Пришвин
Вот почему художник должен быть простодушен, как дитя, вот что вызревало в Пришвине долгие годы отрочества и затянувшейся молодости, медленно в нем перегорало – реальность сочеталась со сказкой и завязывались все узлы. Но при этом Пришвин очевидно торопился включить себя в литературную ситуацию двадцатого века, так чтобы написанное оказывалось поводом для повествования об ищущей личности, о хождении интеллигента в народ, и не случайно к главе, посвященной Соловецкому монастырю, дается эпиграф из самого что ни на есть декадента Константина Бальмонта:
«Будем как солнце! Забудем о том, кто нас ведет по пути золотому»[190].

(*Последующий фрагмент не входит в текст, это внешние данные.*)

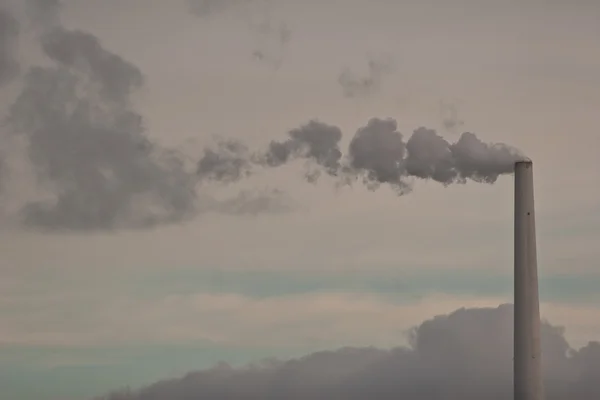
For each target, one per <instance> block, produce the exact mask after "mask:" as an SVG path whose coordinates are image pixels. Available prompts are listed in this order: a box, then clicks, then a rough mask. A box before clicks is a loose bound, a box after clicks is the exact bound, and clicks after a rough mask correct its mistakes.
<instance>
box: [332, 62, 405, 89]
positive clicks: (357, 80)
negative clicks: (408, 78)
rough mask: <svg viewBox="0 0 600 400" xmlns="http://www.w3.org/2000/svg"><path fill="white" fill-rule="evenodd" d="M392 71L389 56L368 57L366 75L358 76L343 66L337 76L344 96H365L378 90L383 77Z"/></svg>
mask: <svg viewBox="0 0 600 400" xmlns="http://www.w3.org/2000/svg"><path fill="white" fill-rule="evenodd" d="M393 71H394V63H393V62H392V60H391V59H390V58H381V59H375V58H372V57H371V58H370V59H369V63H368V73H367V75H366V76H358V75H357V74H356V73H355V72H353V71H352V70H350V69H348V68H345V69H344V70H342V72H340V75H339V76H338V83H339V85H340V86H341V87H342V91H343V94H344V96H345V97H367V96H370V95H372V94H374V93H375V92H377V91H379V89H380V88H381V84H382V81H383V78H384V77H385V76H386V75H389V74H391V73H392V72H393Z"/></svg>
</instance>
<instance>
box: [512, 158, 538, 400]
mask: <svg viewBox="0 0 600 400" xmlns="http://www.w3.org/2000/svg"><path fill="white" fill-rule="evenodd" d="M514 212H515V222H514V223H515V232H514V235H515V236H514V240H515V244H514V246H515V247H514V256H515V260H514V274H515V275H514V399H515V400H543V388H542V371H541V337H540V333H541V332H540V330H541V329H540V325H541V323H540V311H539V293H538V274H537V254H536V233H535V207H534V196H533V163H532V162H531V161H529V160H528V161H520V162H517V163H515V210H514Z"/></svg>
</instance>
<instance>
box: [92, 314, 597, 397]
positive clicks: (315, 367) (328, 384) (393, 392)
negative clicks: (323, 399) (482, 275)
mask: <svg viewBox="0 0 600 400" xmlns="http://www.w3.org/2000/svg"><path fill="white" fill-rule="evenodd" d="M512 321H513V307H512V305H511V304H503V305H500V306H498V307H497V308H472V309H465V308H461V309H459V310H457V311H454V312H452V313H450V314H448V315H439V316H436V317H434V318H433V319H430V320H427V321H425V322H423V323H422V324H420V325H419V326H418V327H416V328H413V329H412V330H411V331H410V335H409V341H408V346H403V347H397V348H394V349H390V350H384V349H377V348H374V347H365V348H350V347H346V348H341V349H339V350H336V351H321V352H317V353H313V354H310V355H308V356H305V357H302V358H299V359H295V360H289V361H279V360H264V361H261V362H258V363H254V364H250V365H246V366H244V367H239V368H236V367H232V366H230V365H229V364H226V363H220V364H218V365H216V366H214V367H212V368H209V369H205V370H201V371H197V372H191V373H189V374H187V375H186V376H184V377H183V378H179V379H170V380H164V381H160V382H157V383H155V384H152V385H150V386H147V387H145V388H143V389H140V390H136V391H131V390H125V391H119V392H114V393H112V394H110V395H107V396H104V397H98V398H97V400H163V399H164V400H166V399H169V400H188V399H196V398H202V399H206V400H213V399H214V400H216V399H231V400H237V399H297V400H305V399H311V400H317V399H345V400H352V399H367V398H377V399H380V400H384V399H398V398H402V399H405V400H422V399H459V398H460V399H463V400H471V399H473V400H475V399H482V398H486V399H490V400H496V399H497V400H503V399H507V400H508V399H511V398H512V329H513V324H512ZM542 348H543V361H542V362H543V365H544V375H545V387H546V399H547V400H554V399H557V400H558V399H566V398H569V399H573V400H579V399H581V400H589V399H592V398H597V397H598V396H600V383H599V380H598V378H600V372H599V371H600V343H598V342H589V343H588V344H587V345H586V346H584V347H582V348H580V349H578V350H575V349H573V348H572V347H571V345H570V344H569V343H568V342H567V340H566V339H565V337H564V329H563V328H561V327H558V326H554V325H551V324H550V323H548V322H544V324H543V327H542Z"/></svg>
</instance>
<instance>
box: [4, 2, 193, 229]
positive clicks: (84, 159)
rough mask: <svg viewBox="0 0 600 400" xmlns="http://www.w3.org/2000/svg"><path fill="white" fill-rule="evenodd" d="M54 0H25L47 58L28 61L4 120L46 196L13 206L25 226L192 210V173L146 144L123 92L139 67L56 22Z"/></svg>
mask: <svg viewBox="0 0 600 400" xmlns="http://www.w3.org/2000/svg"><path fill="white" fill-rule="evenodd" d="M59 5H60V3H59V2H58V1H50V2H48V1H41V0H28V3H27V6H28V9H27V10H28V15H30V17H31V18H33V20H34V21H36V22H37V23H38V24H40V25H41V26H42V27H43V28H44V29H43V31H42V32H41V36H40V38H39V40H40V46H41V49H42V51H43V54H44V55H45V56H46V57H47V59H48V60H49V61H51V62H52V65H51V66H44V67H42V66H34V67H31V68H30V70H29V71H28V72H27V74H26V75H25V76H24V82H23V89H22V92H21V93H20V95H19V96H18V97H17V99H16V100H15V102H14V104H13V105H12V107H11V108H10V110H9V116H8V119H7V122H8V124H9V126H10V128H12V131H13V133H14V134H16V135H21V136H23V137H24V138H25V139H26V140H27V142H28V154H29V157H30V159H31V161H32V163H33V165H34V166H35V168H36V173H37V177H38V180H39V182H40V183H41V184H42V185H43V186H44V187H46V188H48V189H49V194H50V196H49V197H50V199H41V200H39V201H34V202H30V203H28V204H27V205H25V206H23V207H22V210H21V213H22V216H23V222H24V223H25V225H26V226H28V227H32V228H40V229H48V230H56V229H69V230H73V229H75V230H97V229H113V228H122V227H127V228H145V227H150V226H154V225H158V224H162V223H169V222H176V221H181V220H183V219H184V218H186V217H188V216H190V215H191V214H193V213H194V211H195V200H196V196H195V192H194V185H195V178H194V177H193V174H190V173H188V172H186V170H185V168H184V165H183V162H182V161H181V160H180V158H179V157H178V155H177V154H175V153H174V152H173V151H170V150H168V149H164V148H161V147H160V146H158V145H156V144H154V143H152V142H151V141H150V140H149V139H148V138H147V137H146V136H145V133H144V126H143V120H142V117H141V116H140V115H139V114H138V113H137V112H135V111H134V110H133V109H132V106H131V100H130V97H131V95H132V94H133V93H134V92H135V91H136V90H137V89H139V88H140V87H141V86H142V85H143V83H144V79H143V74H142V72H141V71H140V70H139V69H138V68H137V67H136V66H135V65H133V64H131V63H130V62H128V61H126V60H124V59H123V58H121V57H120V56H118V55H116V54H113V53H111V52H110V51H108V50H106V49H105V48H104V47H103V45H102V44H101V43H100V41H99V40H98V39H97V38H96V37H95V36H94V35H92V34H90V33H87V32H83V31H79V30H69V29H66V28H64V27H62V26H61V25H60V24H59V18H58V11H59Z"/></svg>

И все же, если сравнить изображение северной обители в двух пришвинских книгах, можно увидеть огромную разницу. В первой Соловецкий монастырь – прародина Выговской пустыни, их связь для писателя несомненна и органична, как органична связь между старообрядческой культурой и жизнью людей в птичьем краю. Во второй описание монастыря превращается в карикатуру.
Северная природа как бы «не доразвилась до состояния греха» – замечательно сказано, но дальше читаем о самой обители: «Это гроб, и все эти озера, зеленые ели, весь этот дивный пейзаж – не что иное, как серебряные ручки к черной, мрачной гробнице».